78 Using Public Site Search

WebCenter Sites includes a new framework for managing search indices. This framework forms the basis for searches in both the editorial interface and on the live site. That is, the visitors' side. Hence the name public site search.

Topics:

78.1 About the Search Framework

The search framework consists of the Search API, special asset event listeners, and a polling system for queues. You use this framework in coordination with the Event Management and Queue Management frameworks. This topic focuses primarily on the search framework.

Note:

You can skip this topic if you are primarily interested in the usage of the search API.

The following figure shows how the search engine integration framework works with the rest of WebCenter Sites.

Figure 78-1 Search Engine Integration

Description of Figure 78-1 follows
Description of "Figure 78-1 Search Engine Integration "
  1. Asset framework detects changes/additions to assets and fires off events.

  2. Registered listeners queue the changes, using a persistent queue implementation. A given event can be queued into one or many persistent queues.
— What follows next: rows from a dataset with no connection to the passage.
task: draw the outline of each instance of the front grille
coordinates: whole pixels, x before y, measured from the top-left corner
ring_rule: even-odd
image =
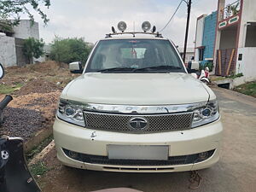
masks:
[[[205,159],[200,159],[199,154],[182,155],[182,156],[171,156],[166,160],[109,160],[108,156],[91,155],[72,152],[75,154],[75,158],[70,155],[70,150],[63,148],[64,153],[68,157],[79,160],[84,163],[101,164],[101,165],[112,165],[112,166],[177,166],[197,163],[207,160],[212,156],[213,150],[207,151],[207,154]]]
[[[143,130],[131,127],[129,121],[135,117],[144,118],[148,121],[147,126]],[[84,112],[84,118],[88,129],[131,133],[160,132],[190,129],[193,112],[150,115]]]

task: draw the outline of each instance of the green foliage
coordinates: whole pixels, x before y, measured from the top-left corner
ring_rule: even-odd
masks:
[[[49,56],[58,62],[70,63],[73,61],[86,62],[91,48],[84,38],[55,38],[51,45]]]
[[[35,39],[34,38],[29,38],[25,40],[23,44],[23,54],[28,58],[29,61],[32,57],[39,58],[44,55],[44,43],[43,39]]]
[[[0,23],[5,23],[10,26],[17,26],[20,20],[20,14],[26,14],[32,21],[34,22],[34,16],[29,10],[32,7],[38,13],[44,23],[46,25],[49,19],[46,14],[40,9],[40,3],[44,7],[50,6],[50,0],[0,0]],[[15,20],[14,22],[7,20],[9,18]]]

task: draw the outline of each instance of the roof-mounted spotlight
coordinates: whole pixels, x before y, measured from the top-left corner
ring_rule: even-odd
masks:
[[[155,27],[155,26],[154,26],[152,28],[152,32],[155,32],[155,31],[156,31],[156,27]]]
[[[111,27],[111,30],[112,30],[113,33],[115,33],[115,32],[116,32],[113,26]]]
[[[118,24],[118,29],[121,31],[122,32],[125,31],[127,28],[126,23],[125,21],[120,21]]]
[[[149,21],[144,21],[142,25],[142,28],[144,32],[148,32],[151,29],[151,24],[149,23]]]

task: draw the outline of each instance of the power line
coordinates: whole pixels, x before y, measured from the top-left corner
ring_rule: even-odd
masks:
[[[171,17],[171,19],[168,20],[168,22],[166,23],[166,25],[160,31],[160,32],[161,32],[162,31],[164,31],[166,29],[166,27],[169,25],[169,23],[172,21],[172,20],[173,19],[174,15],[176,15],[177,9],[179,9],[181,3],[183,3],[183,0],[181,0],[178,6],[177,7],[175,12],[173,13],[172,16]]]

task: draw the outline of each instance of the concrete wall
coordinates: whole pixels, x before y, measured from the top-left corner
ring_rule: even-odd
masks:
[[[23,39],[34,38],[39,39],[39,26],[37,22],[34,22],[34,24],[31,26],[29,20],[21,20],[20,25],[14,27],[14,31],[15,38]]]
[[[204,21],[207,15],[203,15],[196,21],[196,31],[195,31],[195,48],[202,46],[203,32],[204,32]],[[199,49],[196,49],[195,51],[195,61],[199,61]]]
[[[202,45],[205,46],[202,64],[206,63],[207,58],[213,58],[215,33],[216,33],[217,11],[205,18]]]
[[[255,0],[243,0],[241,28],[239,33],[238,47],[245,46],[245,39],[247,34],[247,23],[248,21],[256,21],[256,1]]]
[[[242,73],[245,81],[256,80],[256,47],[238,48],[238,54],[242,54],[242,60],[236,61],[236,73]]]
[[[219,49],[236,48],[237,28],[221,31]]]
[[[245,47],[256,47],[256,25],[247,26],[246,34]]]
[[[16,65],[15,40],[14,38],[0,36],[0,62],[5,67]]]

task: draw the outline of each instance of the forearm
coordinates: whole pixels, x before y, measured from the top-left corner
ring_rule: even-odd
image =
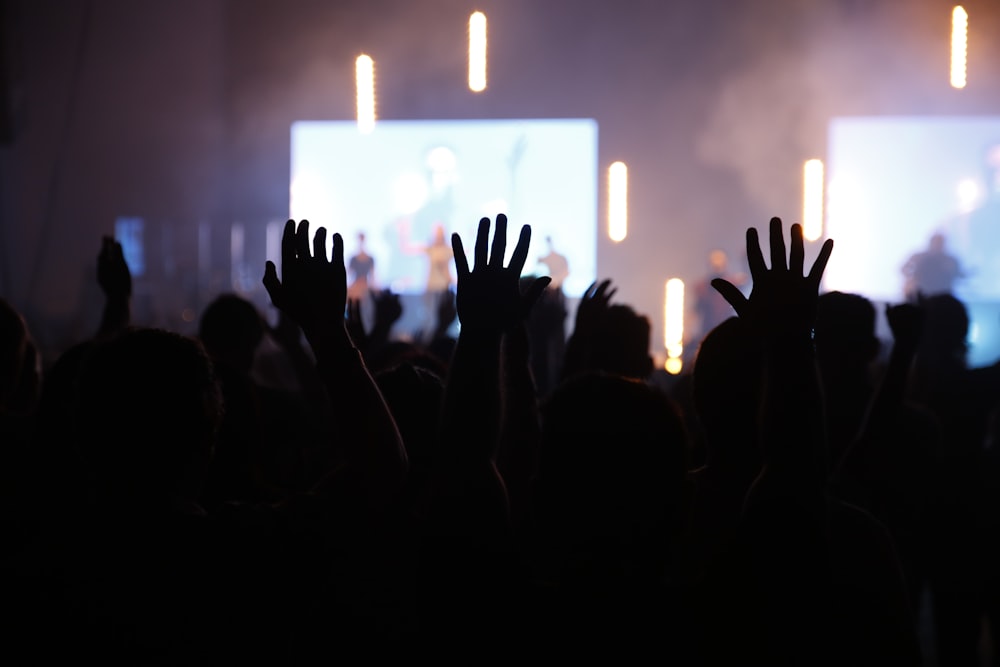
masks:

Each queue can be thought of as the source of data for a search index.

  3. Once asset events are queued, a background process empties the queue contents and routes them to the Search API.

  4. The Search API chooses the appropriate (configurable) search engine vendor implementation to start the indexing process.

78.2 Index Types

Two types of indices are created in WebCenter Sites: Global index and AssetType index. Global index is the index of all data (all asset types enabled for Global index). To search for a phrase or expression in multiple asset types (such as attempting to build a Google-like search interface), Global index is more appropriate.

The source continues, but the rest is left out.